Calculate linear approximations using regression on bootstrap samples

DESCRIPTION:

Calculate regression approximation to influence function values, using bootstrap (or other resampling) replicates and indices.

USAGE:

linearApproxReg(replicates, indices, n=max(indices), 
                model.mat, formula, data, 
                group, subject, weights, 
                transform=T, df=3, details=T, ...) 

REQUIRED ARGUMENTS:

replicates
matrix containing the bootstrapped statistic values, with B rows (the number of bootstrap samples) and one or more columns (for univariate or multivariate statistics).
indices
matrix containing resampling indices, with B columns, and normally with n rows (the number of observations or subjects in the original data).
n
number of observations (or subjects, if sampling by subject). By default this is set to max(indices), but it is better to supply it.

OPTIONAL ARGUMENTS:

model.mat
model matrix, with one row for each observation (or subject) and columns which together will yield a high multiple correlation with the statistic of interest.
formula
a formula object, with the response on the left of a ~ operator, and the terms, separated by + operators, on the right. Used to create the model matrix; if supplied then model.mat is ignored.
data
a data.frame in which to interpret the variables named in the formula.
group
the group vector, if the original resampling was by group.
subject
the subject vector, if the original resampling was by subject.
weights
vector of length B, importance sampling weights.
transform
logical, if TRUE (the default) then after an initial regression transform the response variable (the replicates) to obtain a more linear relationship with the predicted values, and perform a second regression.
df
degrees of freedom to for the transformation; this is passed to .
details
logical, if TRUE (the default) then attach the multiple correlation of the (transformed) replicates and the predicted values as an attribute when returning the linear approximation values.
...
not currently used.

VALUE:

vector or matrix containing approximate empirical influence function values for each data point.

In the univariate case a vector L such that
replicates[i] ~= c + mean(L[indices[,i]])
where c is the statistic value for the observed data.
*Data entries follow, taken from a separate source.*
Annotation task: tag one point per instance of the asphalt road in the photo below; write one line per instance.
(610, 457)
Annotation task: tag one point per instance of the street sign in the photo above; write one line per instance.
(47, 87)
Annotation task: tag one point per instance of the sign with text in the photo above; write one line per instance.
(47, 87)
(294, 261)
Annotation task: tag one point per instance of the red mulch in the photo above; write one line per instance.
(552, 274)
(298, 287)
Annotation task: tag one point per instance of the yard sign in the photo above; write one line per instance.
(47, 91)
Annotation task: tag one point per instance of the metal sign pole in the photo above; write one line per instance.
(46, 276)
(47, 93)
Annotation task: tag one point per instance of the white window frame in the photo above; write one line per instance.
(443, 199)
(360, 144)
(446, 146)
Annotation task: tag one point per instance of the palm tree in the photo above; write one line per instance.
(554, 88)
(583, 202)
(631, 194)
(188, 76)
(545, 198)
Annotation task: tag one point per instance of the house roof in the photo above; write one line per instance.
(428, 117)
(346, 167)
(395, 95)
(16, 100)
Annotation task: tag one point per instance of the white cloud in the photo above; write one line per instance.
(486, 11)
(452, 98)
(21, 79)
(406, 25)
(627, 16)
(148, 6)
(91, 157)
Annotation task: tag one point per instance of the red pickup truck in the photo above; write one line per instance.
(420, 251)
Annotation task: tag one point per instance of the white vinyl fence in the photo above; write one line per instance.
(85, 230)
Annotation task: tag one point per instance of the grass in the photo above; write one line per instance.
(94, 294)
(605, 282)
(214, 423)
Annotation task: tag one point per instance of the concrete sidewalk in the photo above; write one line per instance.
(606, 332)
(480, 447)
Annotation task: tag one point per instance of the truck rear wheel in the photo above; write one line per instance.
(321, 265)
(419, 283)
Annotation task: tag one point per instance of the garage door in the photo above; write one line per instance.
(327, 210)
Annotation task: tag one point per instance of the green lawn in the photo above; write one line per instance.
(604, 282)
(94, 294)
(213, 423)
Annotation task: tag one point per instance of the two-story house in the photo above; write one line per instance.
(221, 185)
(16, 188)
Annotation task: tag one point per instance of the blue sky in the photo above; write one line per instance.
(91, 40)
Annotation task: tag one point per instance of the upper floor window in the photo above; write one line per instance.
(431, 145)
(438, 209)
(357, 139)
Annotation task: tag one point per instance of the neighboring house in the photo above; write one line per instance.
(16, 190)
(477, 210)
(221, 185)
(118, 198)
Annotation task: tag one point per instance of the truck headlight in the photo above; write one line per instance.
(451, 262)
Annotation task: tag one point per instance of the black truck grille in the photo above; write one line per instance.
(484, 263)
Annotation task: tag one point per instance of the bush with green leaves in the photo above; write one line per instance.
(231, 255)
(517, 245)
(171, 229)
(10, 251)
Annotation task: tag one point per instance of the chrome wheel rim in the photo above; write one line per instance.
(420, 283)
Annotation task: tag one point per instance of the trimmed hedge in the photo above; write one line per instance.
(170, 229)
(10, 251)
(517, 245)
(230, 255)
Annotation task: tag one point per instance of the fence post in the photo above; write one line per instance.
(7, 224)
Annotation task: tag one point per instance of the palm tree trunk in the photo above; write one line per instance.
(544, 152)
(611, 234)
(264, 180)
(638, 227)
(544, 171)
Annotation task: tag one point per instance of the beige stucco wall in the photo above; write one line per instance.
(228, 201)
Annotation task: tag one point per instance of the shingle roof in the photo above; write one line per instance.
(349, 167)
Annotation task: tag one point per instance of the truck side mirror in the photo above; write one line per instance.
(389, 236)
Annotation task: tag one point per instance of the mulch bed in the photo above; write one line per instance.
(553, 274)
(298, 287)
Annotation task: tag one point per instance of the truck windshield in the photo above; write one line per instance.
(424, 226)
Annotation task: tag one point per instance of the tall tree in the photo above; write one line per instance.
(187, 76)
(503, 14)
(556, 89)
In the multivariate case this relationship holds for each column.

There are n rows, where n is the original number of observations or subjects; and p columns, where the statistic is p-valued. In the subject case the rows names of the result are the unique values of the subject argument taken from the call to or .

The results are normalized to sum to zero (by group, if sampling by group; see below).

If details==TRUE the result has a "correlation" attribute giving the multiple correlation between (transformed) bootstrap replicates and the linear approximation.

DETAILS:

This function is normally called by resampGetL.bootstrap, but may also be called directly.

The model.mat matrix should have one row for each observation (or for each subject). An initial column of 1's is optional (it is added if not present). It should contain columns which together have a high "multiple correlation" with the statistic of interest. For example, if the statistic is var(x), then cbind(x, x^2) or cbind(x, (x-mean(x))^2) would be suitable. Here "multiple correlation" is between the original bootstrapped statistic ( replicates) and the (multivariate) bootstrapped sample means of the model matrix, using the same bootstrap indices. In other words, you can view each column of the model matrix as a set of data whose sample mean is bootstrapped; these sample means should have high multiple correlation with the actual statistics in order for the resulting linear approximations to be accurate.

The indices argument normally has n rows. However, it may have more or less, when bootstrap sampling with size not equal to the original sample size. Or, in permutation testing for two-sample problems, this may be the indices corresponding to just one of the samples.

REFERENCES:

Davison, A.C. and Hinkley, D.V. (1997), Bootstrap Methods and Their Application, Cambridge University Press.

Efron, B. and Tibshirani, R.J. (1993), An Introduction to the Bootstrap, San Francisco: Chapman & Hall.

Hesterberg, T.C. (1995), "Tail-Specific Linear Approximations for Efficient Bootstrap Simulations," Journal of Computational and Graphical Statistics, 4, 113-133.

Hesterberg, T.C. and Ellis, S.J. (1999), "Linear Approximations for Functional Statistics in Large-Sample Applications," Technical Report No. 86, http://www.insightful.com/Hesterberg

SEE ALSO:

, , .

EXAMPLES:

### Example: correlation for bivariate data 
set.seed(1); x <- rmvnorm(100, d=2, rho=.5) 
bfit2 <- bootstrap(x, cor(x[,1], x[,2]), save.indices=T) 
L1 <- resampGetL(bfit2)  # "ace" method 
L2 <- resampGetL(bfit2, model.mat = cbind(x, x^2, x[,1]*x[,2])) 
L3 <- linearApproxReg(bfit2$replicates, bfit2$indices) 
L4 <- linearApproxReg(bfit2$replicates, bfit2$indices, 
                      model.mat = cbind(x, x^2, x[,1]*x[,2])) 
# L1 and L3 are identical; L2 and L4 are identical.